UCI passport sanctions stuck in neutral

By Shane Stokes

The biological passport has been up and running for over a year but it seems that UCI has yet to put the concept into gear as far as sanctions or suspensions against riders are concerned. According to Pat McQuaid, the organisation's president, his anti-doping experts are currently fine-tuning the project, making it water-tight so that any disciplinary measures can't subsequently be thrown out on appeal.

"The passport is ongoing," he told Cyclingnews on Friday. "Any decision on it isn't in the hands of the UCI at the moment, isn't in the hands of the either the UCI anti-doping department or the legal department. The experts are studying it. We are still working on profiles. I don't want to give a time frame as to when we might be moving to the next stage, which is the stage of starting processes against one or more riders."

McQuaid denies that the project is behind schedule, despite earlier indicating in October that he expected it to be ready for sanctioning purposes by the start of 2009.

"It is not behind schedule because there is no [firm] schedule – there never was a schedule on the biological passport," he insisted. "It is a very complicated system. For instance, if you get some results that are abnormal, you may have to look at more results in order to be able to ascertain and stand over the fact that was an abnormal reading."

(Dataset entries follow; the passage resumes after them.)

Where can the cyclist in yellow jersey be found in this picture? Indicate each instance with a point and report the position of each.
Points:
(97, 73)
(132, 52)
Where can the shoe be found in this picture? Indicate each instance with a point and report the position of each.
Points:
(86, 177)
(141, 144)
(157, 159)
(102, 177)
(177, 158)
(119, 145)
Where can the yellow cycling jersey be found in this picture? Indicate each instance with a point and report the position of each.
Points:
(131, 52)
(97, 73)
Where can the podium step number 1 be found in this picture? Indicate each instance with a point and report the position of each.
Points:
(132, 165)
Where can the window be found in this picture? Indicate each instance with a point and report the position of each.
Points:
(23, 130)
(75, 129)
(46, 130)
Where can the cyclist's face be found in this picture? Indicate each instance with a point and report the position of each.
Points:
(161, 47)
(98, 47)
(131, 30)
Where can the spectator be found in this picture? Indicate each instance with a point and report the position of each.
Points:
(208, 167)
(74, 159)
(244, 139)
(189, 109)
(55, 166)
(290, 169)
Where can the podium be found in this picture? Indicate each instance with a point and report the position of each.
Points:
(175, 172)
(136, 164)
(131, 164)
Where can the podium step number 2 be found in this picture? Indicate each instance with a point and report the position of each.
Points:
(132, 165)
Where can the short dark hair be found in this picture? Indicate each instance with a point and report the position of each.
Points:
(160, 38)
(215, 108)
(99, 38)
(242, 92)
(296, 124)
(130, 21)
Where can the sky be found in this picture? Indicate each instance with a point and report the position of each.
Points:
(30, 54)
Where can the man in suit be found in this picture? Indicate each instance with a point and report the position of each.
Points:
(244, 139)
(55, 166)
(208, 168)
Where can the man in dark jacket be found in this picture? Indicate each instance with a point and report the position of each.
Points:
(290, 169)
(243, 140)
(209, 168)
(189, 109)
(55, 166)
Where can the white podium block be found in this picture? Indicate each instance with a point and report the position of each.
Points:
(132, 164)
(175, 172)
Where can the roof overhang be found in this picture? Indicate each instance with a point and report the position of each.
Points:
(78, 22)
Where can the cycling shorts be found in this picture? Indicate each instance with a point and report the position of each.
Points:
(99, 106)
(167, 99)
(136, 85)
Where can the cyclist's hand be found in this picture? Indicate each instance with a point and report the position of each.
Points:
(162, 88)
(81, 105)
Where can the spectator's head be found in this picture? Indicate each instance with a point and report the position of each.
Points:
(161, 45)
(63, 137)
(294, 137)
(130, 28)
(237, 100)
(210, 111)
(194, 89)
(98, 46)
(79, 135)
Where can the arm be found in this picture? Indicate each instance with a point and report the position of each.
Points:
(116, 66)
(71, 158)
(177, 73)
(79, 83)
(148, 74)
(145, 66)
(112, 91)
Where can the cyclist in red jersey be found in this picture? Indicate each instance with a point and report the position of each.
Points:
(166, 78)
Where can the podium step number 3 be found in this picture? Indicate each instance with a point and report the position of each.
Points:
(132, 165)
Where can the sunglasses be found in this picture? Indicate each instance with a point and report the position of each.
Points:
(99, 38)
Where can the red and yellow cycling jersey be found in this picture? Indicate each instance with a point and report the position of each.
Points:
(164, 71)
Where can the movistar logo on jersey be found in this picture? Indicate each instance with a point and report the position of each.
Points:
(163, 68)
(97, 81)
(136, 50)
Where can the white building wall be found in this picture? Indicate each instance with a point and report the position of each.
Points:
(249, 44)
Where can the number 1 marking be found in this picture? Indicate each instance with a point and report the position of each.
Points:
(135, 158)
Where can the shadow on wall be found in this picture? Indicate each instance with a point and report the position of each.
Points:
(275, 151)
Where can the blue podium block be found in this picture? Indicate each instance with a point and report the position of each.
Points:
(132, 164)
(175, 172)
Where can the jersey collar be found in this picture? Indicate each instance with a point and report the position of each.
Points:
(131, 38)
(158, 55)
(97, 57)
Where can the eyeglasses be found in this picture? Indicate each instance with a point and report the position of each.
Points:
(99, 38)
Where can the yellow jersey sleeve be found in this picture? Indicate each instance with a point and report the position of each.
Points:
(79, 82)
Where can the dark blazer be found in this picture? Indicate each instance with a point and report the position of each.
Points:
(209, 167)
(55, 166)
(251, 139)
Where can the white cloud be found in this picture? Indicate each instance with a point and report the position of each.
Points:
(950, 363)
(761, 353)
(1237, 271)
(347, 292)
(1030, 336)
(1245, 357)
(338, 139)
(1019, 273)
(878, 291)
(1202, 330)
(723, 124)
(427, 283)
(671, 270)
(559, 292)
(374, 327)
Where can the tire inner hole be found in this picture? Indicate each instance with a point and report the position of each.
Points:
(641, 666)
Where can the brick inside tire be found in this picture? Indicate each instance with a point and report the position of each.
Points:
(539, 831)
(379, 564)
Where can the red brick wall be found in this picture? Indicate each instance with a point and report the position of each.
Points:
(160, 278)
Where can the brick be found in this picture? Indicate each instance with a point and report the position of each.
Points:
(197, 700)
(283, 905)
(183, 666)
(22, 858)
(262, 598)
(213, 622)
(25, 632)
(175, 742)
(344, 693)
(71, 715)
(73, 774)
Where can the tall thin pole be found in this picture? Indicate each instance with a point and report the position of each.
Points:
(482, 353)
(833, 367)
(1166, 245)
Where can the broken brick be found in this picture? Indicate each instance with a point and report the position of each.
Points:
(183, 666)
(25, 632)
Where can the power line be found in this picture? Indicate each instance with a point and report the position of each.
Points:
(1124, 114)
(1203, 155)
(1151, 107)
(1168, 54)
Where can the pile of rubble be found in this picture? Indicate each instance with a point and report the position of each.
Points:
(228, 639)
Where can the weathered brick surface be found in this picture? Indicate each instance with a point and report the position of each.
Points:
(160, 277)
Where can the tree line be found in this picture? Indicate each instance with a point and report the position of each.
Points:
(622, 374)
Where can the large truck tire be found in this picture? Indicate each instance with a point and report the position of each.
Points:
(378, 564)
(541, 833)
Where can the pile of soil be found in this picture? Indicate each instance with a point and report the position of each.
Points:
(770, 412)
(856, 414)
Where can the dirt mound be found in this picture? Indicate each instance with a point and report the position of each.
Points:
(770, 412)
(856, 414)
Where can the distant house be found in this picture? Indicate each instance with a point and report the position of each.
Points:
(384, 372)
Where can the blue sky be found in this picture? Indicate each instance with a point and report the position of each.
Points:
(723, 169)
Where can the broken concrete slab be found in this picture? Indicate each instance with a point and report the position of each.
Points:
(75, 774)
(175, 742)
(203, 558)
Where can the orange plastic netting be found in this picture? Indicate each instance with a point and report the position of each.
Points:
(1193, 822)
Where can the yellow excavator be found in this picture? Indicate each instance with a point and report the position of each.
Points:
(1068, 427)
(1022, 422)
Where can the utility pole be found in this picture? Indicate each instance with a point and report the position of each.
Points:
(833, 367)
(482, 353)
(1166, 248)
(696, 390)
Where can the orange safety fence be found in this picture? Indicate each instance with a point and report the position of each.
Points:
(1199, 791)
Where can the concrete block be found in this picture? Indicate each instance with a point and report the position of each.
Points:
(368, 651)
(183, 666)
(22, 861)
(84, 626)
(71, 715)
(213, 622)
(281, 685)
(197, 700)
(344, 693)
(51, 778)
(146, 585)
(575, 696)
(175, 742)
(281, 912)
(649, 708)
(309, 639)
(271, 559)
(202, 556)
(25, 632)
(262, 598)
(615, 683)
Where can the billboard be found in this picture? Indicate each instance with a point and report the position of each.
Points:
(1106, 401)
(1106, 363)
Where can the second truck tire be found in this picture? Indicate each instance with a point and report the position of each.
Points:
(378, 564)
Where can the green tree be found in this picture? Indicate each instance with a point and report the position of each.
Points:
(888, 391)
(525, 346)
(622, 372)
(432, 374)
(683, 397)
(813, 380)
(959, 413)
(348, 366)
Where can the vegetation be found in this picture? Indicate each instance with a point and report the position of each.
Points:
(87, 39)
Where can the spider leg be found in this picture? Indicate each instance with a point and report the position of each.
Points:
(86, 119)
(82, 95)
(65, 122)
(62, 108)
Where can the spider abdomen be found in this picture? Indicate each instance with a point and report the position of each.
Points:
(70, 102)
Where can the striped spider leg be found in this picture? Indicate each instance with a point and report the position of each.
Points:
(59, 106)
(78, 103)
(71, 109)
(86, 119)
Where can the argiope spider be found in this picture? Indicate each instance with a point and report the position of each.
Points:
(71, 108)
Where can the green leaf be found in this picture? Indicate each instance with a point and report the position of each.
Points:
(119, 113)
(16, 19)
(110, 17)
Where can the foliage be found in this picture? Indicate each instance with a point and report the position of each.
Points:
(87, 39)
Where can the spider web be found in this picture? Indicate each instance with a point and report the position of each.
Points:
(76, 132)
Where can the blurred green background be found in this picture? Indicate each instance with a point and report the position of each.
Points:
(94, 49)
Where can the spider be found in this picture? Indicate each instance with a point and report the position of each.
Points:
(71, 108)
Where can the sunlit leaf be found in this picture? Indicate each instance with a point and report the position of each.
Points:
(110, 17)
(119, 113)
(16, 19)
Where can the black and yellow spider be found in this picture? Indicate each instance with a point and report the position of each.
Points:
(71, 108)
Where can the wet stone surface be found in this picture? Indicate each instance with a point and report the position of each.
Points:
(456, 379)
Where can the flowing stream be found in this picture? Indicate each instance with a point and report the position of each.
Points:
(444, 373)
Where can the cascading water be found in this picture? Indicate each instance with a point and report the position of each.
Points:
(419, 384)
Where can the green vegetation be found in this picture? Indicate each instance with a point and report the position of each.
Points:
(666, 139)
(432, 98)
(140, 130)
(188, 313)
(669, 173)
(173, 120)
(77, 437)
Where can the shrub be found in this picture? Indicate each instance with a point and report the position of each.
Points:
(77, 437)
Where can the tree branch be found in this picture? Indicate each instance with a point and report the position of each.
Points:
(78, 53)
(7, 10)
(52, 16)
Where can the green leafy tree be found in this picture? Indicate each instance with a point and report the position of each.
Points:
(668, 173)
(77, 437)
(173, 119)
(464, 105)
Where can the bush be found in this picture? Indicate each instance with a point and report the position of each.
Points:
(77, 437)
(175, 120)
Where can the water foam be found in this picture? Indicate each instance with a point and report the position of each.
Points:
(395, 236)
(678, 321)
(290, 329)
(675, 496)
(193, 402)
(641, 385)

The UCI's anti-doping manager Anne Gripper said last month that delays are due to the fact that the biological passport is a new method of detecting doping. It uses longitudinal profiling in order to pinpoint suspicious activity. In many cases no clear positive will be found, but rather a number of indications that something may be amiss. The fact that it is without precedent in sport means that the results will initially be more open to argument.

The biological passport system was heralded as the answer to problems with doping in the sport, but it has met with problems along the way during its one-year existence. The withdrawal of WADA from the passport last season, the non-payment of ASO's contribution in 2008 and uncertainty about the program in light of now-solved issues with the ProTour are all factors which likely slowed the pace of full implementation.

McQuaid stresses that the UCI needs to be sure the system is completely bulletproof. "Because this is the beginning of it and because we are creating the profiles and studying whatever abnormal profiles there might be, we need to be sure," he said. "We need to be on solid ground with those abnormal profiles in terms of opening up an anti-doping case. It is particularly important that the early ones are successful and they stand up to scrutiny, not just under the first process but also the second process – the appeal process."

When asked if it would be fully up and running before the Tour de France, McQuaid confirmed that this would 'certainly' be the case.